Al ver aquella multitud desconcertada y nerviosa y aquel tumulto de
bártulos, Esteban se sintió derrotado por primera vez en su vida, especialmente
cuando descubrió entre el equipaje un San Antonio de tamaño natural, con ojos
estrábicos y sandalias repujadas. Miraba
el caos que lo rodeaba, arrepentido de la decisión de viajar con su mujer y su
hija, preguntándose cómo era posible que él sólo necesitara de sus dos maletas
para ir por el mundo y ellas, en cambio, llevaran ese cargamento de trastos y
esa procesión de sirvientes que nada tenían que ver con el propósito del viaje.
En
San Lucas tomaron tres coches que los condujeron a Las Tres Marías envueltos en
una nueve de polvo, como gitanos. En el
patio del fundo esperaban para darle la bienvenida todos los inquilinos
encabezados por el administrador., Pedro Segundo García. Al ver aquel circo
ambulante, quedaron atónitos. Bajo las
órdenes de Férula empezaron a descargar los coches y meter las cosas en la
casa. Nadie prestó atención a un niño
que tenía aproximadamente la misma edad de Blanca, desnudo, moquillento, con la
barriga inflada por los parásitos, provisto de hermosos ojos negros con
expresión de anciano. Era el hijo del
administrador y se llamaba, para diferenciarlo del padre y del abuelo, Pedro
Tercero García. En el tumulto de
instalarse, conocer la casa, husmear la huerta, saludar a todo el mundo, armar
el altar de San Antonio y espantar a las gallinas de las camas y a los ratones
de los roperos, Blanca se quitó la ropa y salió corriendo desnuda con Pedro
Tercero. Jugaron entre los bultos, se
metieron debajo de los muebles, se mojaron con besos babosos, masticaron el
mismo pan, sorbieron los mismos mocos, y se embetunaron con la misma cada,
hasta que, por último, se durmieron abrazados bajo la mesa del comedor. Allí los encontró Clara a las diez de la
noche. Los habían buscado durante horas
con antorchas, los inquilinos en cuadrillas habían recorrido la orilla del río,
los graneros, los potreros y los establos, Férula había clamado de rodillas a
San Antonio, Esteban estaba agotado de llamarlos y la misma Clara había
invocado inútilmente sus dotes de vidente.

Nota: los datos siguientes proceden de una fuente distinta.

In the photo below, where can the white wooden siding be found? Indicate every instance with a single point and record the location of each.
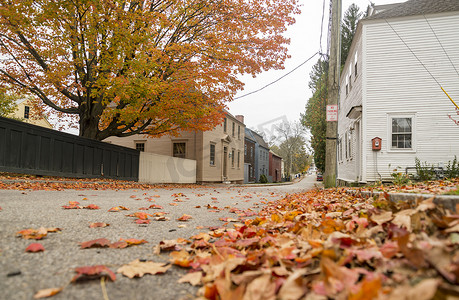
(347, 167)
(397, 83)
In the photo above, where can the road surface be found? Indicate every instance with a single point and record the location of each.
(22, 274)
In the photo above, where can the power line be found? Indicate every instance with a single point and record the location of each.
(322, 27)
(412, 52)
(283, 76)
(438, 40)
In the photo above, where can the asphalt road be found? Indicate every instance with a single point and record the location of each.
(22, 274)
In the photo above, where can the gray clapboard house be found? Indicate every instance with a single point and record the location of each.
(261, 154)
(392, 108)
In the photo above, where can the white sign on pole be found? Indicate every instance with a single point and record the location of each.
(332, 113)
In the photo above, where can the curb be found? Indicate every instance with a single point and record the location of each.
(447, 201)
(262, 184)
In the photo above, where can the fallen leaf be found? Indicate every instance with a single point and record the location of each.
(132, 242)
(47, 293)
(93, 272)
(98, 243)
(193, 278)
(155, 206)
(35, 247)
(137, 268)
(35, 234)
(184, 217)
(91, 206)
(140, 221)
(98, 224)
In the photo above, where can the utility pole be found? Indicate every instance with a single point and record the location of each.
(333, 95)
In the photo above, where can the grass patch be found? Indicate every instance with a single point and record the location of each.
(453, 192)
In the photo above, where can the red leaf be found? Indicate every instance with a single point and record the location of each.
(119, 245)
(98, 224)
(156, 206)
(140, 221)
(93, 272)
(35, 247)
(91, 206)
(184, 217)
(134, 241)
(98, 243)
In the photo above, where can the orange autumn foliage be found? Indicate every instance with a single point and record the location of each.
(148, 66)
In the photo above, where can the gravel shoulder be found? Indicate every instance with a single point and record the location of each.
(23, 274)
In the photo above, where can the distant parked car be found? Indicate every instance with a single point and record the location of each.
(320, 177)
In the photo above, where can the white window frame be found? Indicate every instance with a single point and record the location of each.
(355, 66)
(349, 145)
(391, 116)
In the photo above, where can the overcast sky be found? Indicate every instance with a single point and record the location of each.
(286, 99)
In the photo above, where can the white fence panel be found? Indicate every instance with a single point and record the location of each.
(155, 168)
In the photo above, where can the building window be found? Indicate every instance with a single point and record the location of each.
(349, 144)
(26, 112)
(179, 150)
(212, 154)
(340, 149)
(355, 66)
(402, 133)
(140, 146)
(345, 146)
(347, 85)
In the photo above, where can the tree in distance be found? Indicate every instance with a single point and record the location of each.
(144, 66)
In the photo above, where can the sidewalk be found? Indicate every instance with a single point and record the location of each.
(450, 202)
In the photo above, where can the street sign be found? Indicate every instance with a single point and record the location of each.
(332, 113)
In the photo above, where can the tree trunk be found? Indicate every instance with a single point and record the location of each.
(89, 127)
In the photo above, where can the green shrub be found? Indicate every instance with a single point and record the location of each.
(424, 171)
(452, 169)
(263, 178)
(400, 178)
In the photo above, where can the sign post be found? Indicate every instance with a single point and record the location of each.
(332, 113)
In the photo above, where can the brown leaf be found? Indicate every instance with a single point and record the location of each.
(184, 217)
(382, 218)
(91, 206)
(47, 293)
(35, 234)
(93, 272)
(137, 268)
(181, 258)
(263, 288)
(98, 243)
(35, 247)
(193, 278)
(293, 287)
(98, 224)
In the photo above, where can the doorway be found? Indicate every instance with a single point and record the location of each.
(225, 163)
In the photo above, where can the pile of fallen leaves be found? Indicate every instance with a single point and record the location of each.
(424, 187)
(9, 181)
(327, 245)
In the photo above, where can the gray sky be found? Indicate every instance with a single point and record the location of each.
(286, 99)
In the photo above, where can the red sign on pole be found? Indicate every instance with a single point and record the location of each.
(332, 113)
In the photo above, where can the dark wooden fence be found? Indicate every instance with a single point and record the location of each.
(30, 149)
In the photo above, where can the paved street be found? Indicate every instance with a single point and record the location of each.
(23, 274)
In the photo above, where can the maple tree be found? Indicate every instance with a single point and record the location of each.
(144, 66)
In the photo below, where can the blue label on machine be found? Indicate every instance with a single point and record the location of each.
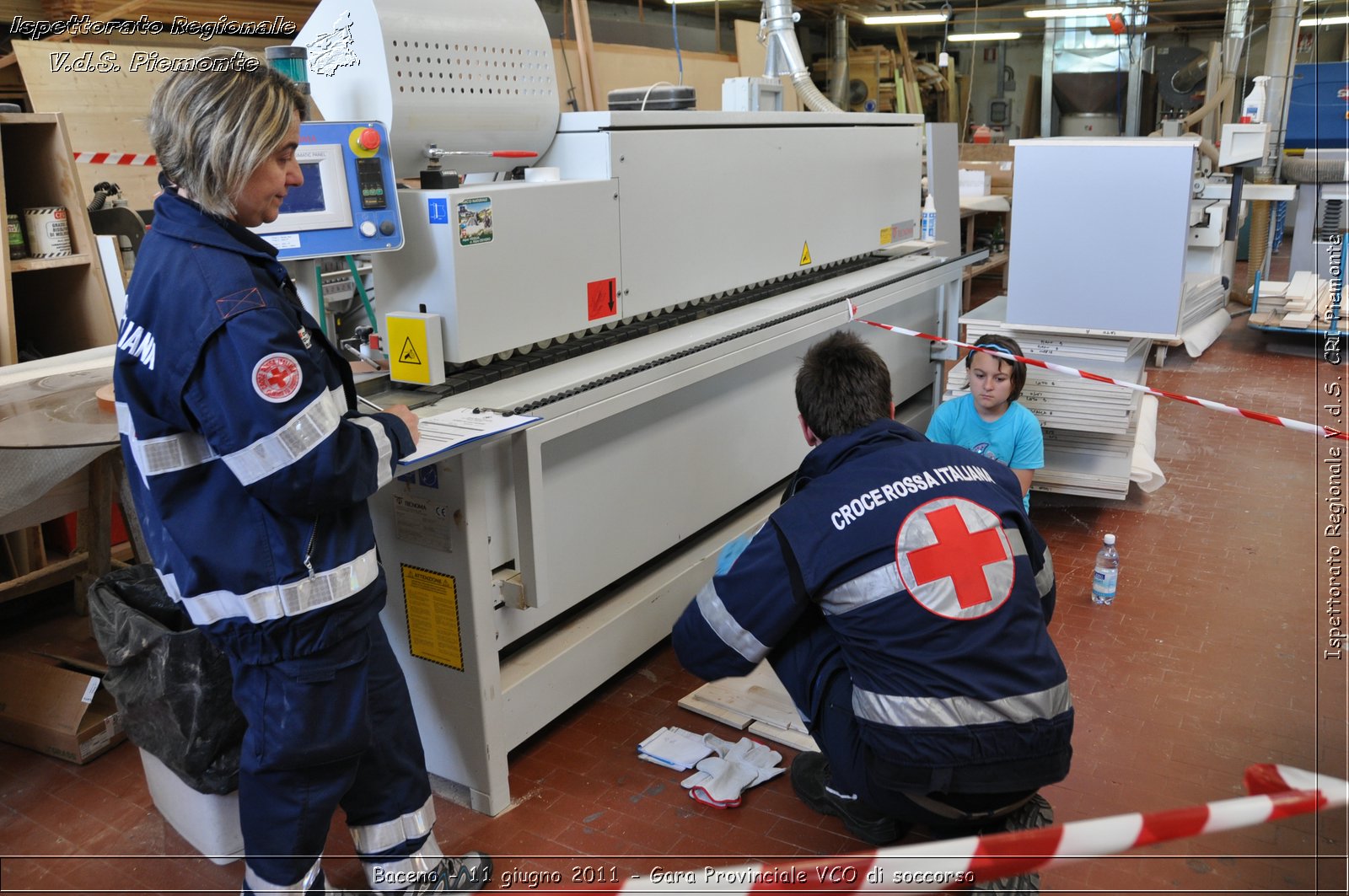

Cuando los encontraron, el niño estaba de espaldas en el suelo y Blanca
se acurrucaba con la cabeza apoyada en el vientre panzudo de su nuevo amigo. En
esa misma posición serían sorprendidos muchos años después, para desdicha de
los dos, y no les alcanzaría la vida para pagarlo.
Desde
el primer día, Clara comprendió que había un lugar para ella en Las Tres Marías
y, tal como apuntó en sus cuadernos de anotar la vida, sintió que por fin había
encontrado su misión en este mundo. No
la impresionaron las casas de ladrillos, la escuela y la abundancia de comida,
porque su capacidad para ver lo invisible detectó inmediatamente el recelo, el
miedo y el rencor de los trabajadores y el imperceptible rumor que se acallaba
cuando volteaba la cara, que le permitieron adivinar algunas cosas sobre el
carácter y el pasado de su marido. El
patrón había cambiado, sin embargo.
Todos pudieron apreciar que dejó de ir al Farolito Rojo, se acabaron sus
tardes de parranda, de peleas de gallos, de apuestas, sus violentas rabietas y,
sobre todo, el mal hábito de voltear muchachas en los trigales. Se lo atribuyeron a Clara. Por su parte ella también cambió. Abandonó de la noche a la mañana su
languidez, dejó de encontrarlo todo muy bonito y pareció curada del vicio de hablar
con los seres invisibles y mover los muebles con recursos sobrenaturales.